Online speculation has it that the military censor got wind of Rachlevsky's article in the print version, which had not been submitted to censorship review, and insisted that the online version not carry the paragraph. Haaretz, it is then speculated, complied with the order. The 7th Eye reports that neither the military censor nor Haaretz will comment on the article's treatment.
This of course raises the thorny issue of the Israeli military censorship regime. Aluf Benn, the current editor-in-chief of Haaretz, has in the past criticized the censorship regime regarding the nuclear question. There is a long history of combat between Israeli media and the military censor. Normally, it is the paper's responsibility to submit potentially offending news articles to the censor for review. Negotiations ensue, an administrative review might be held, but the censor's ruling is final. Occasionally a paper protests the censor's decision by publishing a blank paragraph or sentence to indicate to readers the hand of the censor. Sometimes an Israeli journalist will "pass" the item to a foreign journalist and get it printed with an overseas dateline. Foreign journalists who run afoul of the censorship regime (a very rare occurrence, insofar as foreign journalists rarely have access to truly sensitive information) have lost their press credentials and been required to leave the country.

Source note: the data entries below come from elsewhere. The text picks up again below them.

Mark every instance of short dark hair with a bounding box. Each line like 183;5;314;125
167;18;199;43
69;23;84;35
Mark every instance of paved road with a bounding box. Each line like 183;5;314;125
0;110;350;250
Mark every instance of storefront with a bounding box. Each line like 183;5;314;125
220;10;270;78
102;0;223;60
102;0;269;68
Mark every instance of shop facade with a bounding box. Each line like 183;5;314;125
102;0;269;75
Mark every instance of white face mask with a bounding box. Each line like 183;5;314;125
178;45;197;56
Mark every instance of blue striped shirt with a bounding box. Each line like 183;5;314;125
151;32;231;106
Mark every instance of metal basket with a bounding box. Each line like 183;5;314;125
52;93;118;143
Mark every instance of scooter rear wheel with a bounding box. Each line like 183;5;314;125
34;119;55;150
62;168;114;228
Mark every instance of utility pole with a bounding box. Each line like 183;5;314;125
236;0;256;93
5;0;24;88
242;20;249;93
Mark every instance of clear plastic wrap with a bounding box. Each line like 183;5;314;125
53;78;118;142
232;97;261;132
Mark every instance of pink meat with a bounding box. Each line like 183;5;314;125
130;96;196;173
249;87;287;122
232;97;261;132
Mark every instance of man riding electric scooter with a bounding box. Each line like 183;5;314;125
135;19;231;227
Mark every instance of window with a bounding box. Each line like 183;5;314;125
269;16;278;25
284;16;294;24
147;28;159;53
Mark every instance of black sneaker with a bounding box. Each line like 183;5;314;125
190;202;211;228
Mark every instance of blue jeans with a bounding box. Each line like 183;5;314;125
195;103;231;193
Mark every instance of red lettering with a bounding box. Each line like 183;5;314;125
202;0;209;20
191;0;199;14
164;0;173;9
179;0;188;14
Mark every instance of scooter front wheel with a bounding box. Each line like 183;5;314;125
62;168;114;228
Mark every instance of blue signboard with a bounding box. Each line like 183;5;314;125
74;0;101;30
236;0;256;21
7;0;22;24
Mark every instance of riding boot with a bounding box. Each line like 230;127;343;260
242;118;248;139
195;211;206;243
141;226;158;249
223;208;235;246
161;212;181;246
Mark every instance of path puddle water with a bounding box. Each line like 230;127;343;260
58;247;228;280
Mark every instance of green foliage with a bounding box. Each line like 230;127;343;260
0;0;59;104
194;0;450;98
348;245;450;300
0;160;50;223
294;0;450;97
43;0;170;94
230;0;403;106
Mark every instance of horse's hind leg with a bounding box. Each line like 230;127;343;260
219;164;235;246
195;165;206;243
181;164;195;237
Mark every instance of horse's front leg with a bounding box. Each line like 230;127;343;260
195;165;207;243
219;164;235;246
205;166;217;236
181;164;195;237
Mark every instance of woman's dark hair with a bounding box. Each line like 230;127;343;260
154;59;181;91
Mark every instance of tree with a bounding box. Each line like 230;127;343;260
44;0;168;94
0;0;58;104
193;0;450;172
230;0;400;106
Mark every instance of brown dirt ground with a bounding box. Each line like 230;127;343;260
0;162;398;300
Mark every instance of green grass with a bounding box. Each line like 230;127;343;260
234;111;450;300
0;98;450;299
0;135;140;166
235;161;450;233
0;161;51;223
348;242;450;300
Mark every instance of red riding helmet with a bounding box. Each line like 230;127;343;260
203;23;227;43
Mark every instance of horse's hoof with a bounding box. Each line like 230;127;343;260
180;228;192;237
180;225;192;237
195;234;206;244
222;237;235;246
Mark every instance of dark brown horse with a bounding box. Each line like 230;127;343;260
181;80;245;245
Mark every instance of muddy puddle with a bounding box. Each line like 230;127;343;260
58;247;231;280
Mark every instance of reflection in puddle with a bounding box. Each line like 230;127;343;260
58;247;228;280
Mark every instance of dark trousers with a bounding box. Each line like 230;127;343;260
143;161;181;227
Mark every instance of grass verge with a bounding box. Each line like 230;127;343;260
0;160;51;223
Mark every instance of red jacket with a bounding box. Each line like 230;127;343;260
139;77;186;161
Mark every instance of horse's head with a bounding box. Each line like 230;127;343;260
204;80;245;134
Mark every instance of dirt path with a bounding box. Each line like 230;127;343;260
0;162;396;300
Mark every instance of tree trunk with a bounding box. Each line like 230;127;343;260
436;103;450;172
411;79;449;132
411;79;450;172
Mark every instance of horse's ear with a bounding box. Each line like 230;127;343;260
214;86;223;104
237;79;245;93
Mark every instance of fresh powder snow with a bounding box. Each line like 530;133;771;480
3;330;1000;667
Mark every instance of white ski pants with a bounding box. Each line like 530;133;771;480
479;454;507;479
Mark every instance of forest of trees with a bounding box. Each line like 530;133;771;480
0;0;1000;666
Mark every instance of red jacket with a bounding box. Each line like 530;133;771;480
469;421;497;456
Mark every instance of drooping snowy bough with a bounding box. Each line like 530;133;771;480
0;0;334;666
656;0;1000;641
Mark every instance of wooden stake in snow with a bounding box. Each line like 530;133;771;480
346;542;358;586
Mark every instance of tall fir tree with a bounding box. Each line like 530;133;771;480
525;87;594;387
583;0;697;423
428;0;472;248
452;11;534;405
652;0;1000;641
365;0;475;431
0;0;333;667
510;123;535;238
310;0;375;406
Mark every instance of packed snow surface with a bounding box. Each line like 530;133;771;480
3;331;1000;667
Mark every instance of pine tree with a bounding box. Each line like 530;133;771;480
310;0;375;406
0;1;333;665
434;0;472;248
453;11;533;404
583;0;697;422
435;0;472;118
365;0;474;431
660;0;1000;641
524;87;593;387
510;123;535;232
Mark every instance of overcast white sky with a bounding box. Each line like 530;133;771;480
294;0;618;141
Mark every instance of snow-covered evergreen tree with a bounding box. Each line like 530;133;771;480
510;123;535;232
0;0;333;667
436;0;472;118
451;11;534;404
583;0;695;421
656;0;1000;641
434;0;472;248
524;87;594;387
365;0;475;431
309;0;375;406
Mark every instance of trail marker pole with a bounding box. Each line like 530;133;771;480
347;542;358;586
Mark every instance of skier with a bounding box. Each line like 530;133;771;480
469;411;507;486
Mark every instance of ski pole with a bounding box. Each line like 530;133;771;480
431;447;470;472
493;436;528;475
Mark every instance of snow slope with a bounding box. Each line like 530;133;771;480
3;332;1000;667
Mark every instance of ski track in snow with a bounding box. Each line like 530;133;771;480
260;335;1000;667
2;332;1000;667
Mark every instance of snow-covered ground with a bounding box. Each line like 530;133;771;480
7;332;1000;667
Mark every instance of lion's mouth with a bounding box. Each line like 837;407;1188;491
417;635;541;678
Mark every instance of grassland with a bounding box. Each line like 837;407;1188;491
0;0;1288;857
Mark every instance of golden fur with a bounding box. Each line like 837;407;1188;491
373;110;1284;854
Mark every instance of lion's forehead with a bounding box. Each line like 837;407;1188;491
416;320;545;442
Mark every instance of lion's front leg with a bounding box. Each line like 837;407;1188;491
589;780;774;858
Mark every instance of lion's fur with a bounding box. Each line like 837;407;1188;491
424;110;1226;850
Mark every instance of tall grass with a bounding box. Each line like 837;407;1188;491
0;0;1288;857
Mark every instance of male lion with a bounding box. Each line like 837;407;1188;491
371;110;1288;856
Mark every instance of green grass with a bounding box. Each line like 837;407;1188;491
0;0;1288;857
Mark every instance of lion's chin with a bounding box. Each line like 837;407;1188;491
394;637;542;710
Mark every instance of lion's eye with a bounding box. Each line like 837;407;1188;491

It is safe to assume that Rachlevsky's op-ed piece was never submitted for review, insofar as the 1998 incident it recounts is a widely known "urban legend" that has been recounted in public many times. Yet the paragraph must have hit a nerve, as the debate over an attack on Iran has become more heated in recent weeks. One can imagine that there must have been a bit of an argument between Benn and the military censor Col. Sima Vaknin-Gil yesterday, but in the end Haaretz -- as it must according to the long-standing understanding between censorship authorities and the media -- relented. Not a great moment in the history of what many believe is "Israel's only 'quality' newspaper" and not a great moment for the military censor, who apparently demanded a change in an opinion piece before it was placed online. But the "missing" paragraph is nevertheless part of the public record, found in every paper copy of yesterday's edition, and on the internet for anyone who digs a bit.
So this entire episode raises a number of dark semi-secrets that touch upon Israel's plans for Iran, the nature of Israel's free press, and the competency of Netanyahu's judgment. You can draw your own conclusions.